XY Correlation Matrix¶
| System | Rust correlation_matrix_xy |
Qiskit SparsePauliOp loop | Speedup |
|---|---|---|---|
| n=3 (8 dim) | 3.7 ms | 10.7 ms | 2.9× |
| n=4 (16 dim) | 3.1 ms | — | — |
| n=8 (256 dim) | 1.7 ms | — | — |
Lindblad Jump Operators¶
| System | Rust lindblad_jump_ops_coo |
Python loop | Speedup |
|---|---|---|---|
| n=3 (8 dim) | 0.008 ms | 0.1 ms | 12× |
| n=5 (32 dim) | 0.05 ms | — | — |
| n=7 (128 dim) | 0.09 ms | — | — |
Python ↔ Rust Wiring Diagram¶
Which Python module calls which Rust function:
bridge/knm_hamiltonian.py
└── build_xy_hamiltonian_dense() → 5,401× speedup
bridge/sparse_hamiltonian.py
└── build_sparse_xy_hamiltonian() → 80× speedup
hardware/fast_classical.py
└── build_sparse_xy_hamiltonian() → 80× (Hamiltonian construction)
analysis/magnetisation_sectors.py
└── magnetisation_labels() → 97× speedup
phase/tensor_jump.py
└── order_param_from_statevector() → 851× speedup
phase/lindblad_engine.py
├── lindblad_jump_ops_coo() → 12× speedup
└── lindblad_anti_hermitian_diag()
phase/quantum_kuramoto.py
├── state_order_param_sparse()
├── expectation_pauli_fast()
└── all_xy_expectations() → 6.2× speedup
qsnn/dynamic_coupling.py
└── correlation_matrix_xy() → 2.9× speedup
mitigation/symmetry_verification.py
└── parity_filter_mask()
analysis/otoc.py
└── otoc_from_eigendecomp() → 264× speedup
analysis/krylov.py
└── lanczos_b_coefficients() → 27× speedup
mitigation/pec.py
├── pec_coefficients()
└── pec_sample_parallel()
analysis/dla.py
└── dla_dimension()
phase/classical_kuramoto.py
├── kuramoto_euler()
├── kuramoto_trajectory()
├── order_parameter()
└── build_knm()
analysis/monte_carlo.py
└── mc_xy_simulate()
control/mpc.py
└── brute_mpc()
mitigation/symmetry_decay.py (GUESS — Oliva del Moral 2026)

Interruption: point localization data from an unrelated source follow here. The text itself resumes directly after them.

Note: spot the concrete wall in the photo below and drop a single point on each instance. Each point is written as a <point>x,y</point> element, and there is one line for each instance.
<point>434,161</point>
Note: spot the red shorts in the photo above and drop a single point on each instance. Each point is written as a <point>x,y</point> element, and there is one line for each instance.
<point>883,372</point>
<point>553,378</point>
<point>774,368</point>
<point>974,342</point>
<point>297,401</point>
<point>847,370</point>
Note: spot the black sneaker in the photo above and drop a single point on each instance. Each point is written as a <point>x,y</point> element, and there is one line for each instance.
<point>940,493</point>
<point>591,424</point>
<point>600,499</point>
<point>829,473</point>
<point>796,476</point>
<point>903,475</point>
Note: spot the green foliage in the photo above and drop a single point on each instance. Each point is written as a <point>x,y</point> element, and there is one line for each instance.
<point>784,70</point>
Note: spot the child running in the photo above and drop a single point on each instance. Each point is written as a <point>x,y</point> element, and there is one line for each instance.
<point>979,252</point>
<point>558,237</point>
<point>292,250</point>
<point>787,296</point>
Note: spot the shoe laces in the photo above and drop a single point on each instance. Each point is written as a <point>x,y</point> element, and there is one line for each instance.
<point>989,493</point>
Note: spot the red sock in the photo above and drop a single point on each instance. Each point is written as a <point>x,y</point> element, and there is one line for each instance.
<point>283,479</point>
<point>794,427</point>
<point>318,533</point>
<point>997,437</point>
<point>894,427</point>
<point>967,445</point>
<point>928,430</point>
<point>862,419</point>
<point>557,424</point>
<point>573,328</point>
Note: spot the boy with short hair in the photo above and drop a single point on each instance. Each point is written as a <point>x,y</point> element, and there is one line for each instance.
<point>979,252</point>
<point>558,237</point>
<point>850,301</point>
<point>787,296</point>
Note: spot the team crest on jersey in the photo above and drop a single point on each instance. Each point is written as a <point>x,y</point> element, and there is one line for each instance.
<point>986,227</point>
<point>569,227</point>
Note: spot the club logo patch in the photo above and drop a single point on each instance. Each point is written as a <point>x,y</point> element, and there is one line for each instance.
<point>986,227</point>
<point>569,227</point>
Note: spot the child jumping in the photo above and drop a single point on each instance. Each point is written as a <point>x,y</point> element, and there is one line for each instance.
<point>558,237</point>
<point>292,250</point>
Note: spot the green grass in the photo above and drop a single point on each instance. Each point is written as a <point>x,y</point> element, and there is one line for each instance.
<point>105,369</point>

├── fit_symmetry_decay() → least-squares α fit
└── guess_extrapolate_batch() → batch correction (rayon)
hardware/qubit_mapper.py (DynQ — Liu 2026)
└── score_regions_batch() → region quality scoring (rayon)
phase/pulse_shaping.py (ICI + (α,β)-hypergeometric)
├── hypergeometric_envelope_batch() → 44× speedup vs scipy ₂F₁ loop
├── ici_mixing_angle_batch() → trivial speedup, parity-checked
└── ici_three_level_evolution_batch() → 1665× speedup vs Python forward-Euler
Benchmarks: New Functions (April 2026)¶
Hypergeometric envelope (10,000 time points)¶
| Implementation | Time | Speedup |
|---|---|---|
Python (scipy.special.hyp2f1 loop) |
114.5 ms | 1× |
Rust (hypergeometric_envelope_batch, custom ₂F₁ series + rayon) |
2.6 ms | 44× |
ICI three-level evolution (2,000 time points)¶
| Implementation | Time | Speedup |
|---|---|---|
| Python (forward-Euler over 3×3 complex density matrix) | 68.30 ms | 1× |
Rust (ici_three_level_evolution_batch, fixed-size local arrays) |
0.04 ms | 1,665× |
Verified parity (Rust vs Python): max absolute difference \(4.97 \times 10^{-14}\) for \(n_\text{points} = 500\). The difference is at machine precision, confirming the Rust implementation reproduces the reference numerical algorithm bit-for-bit.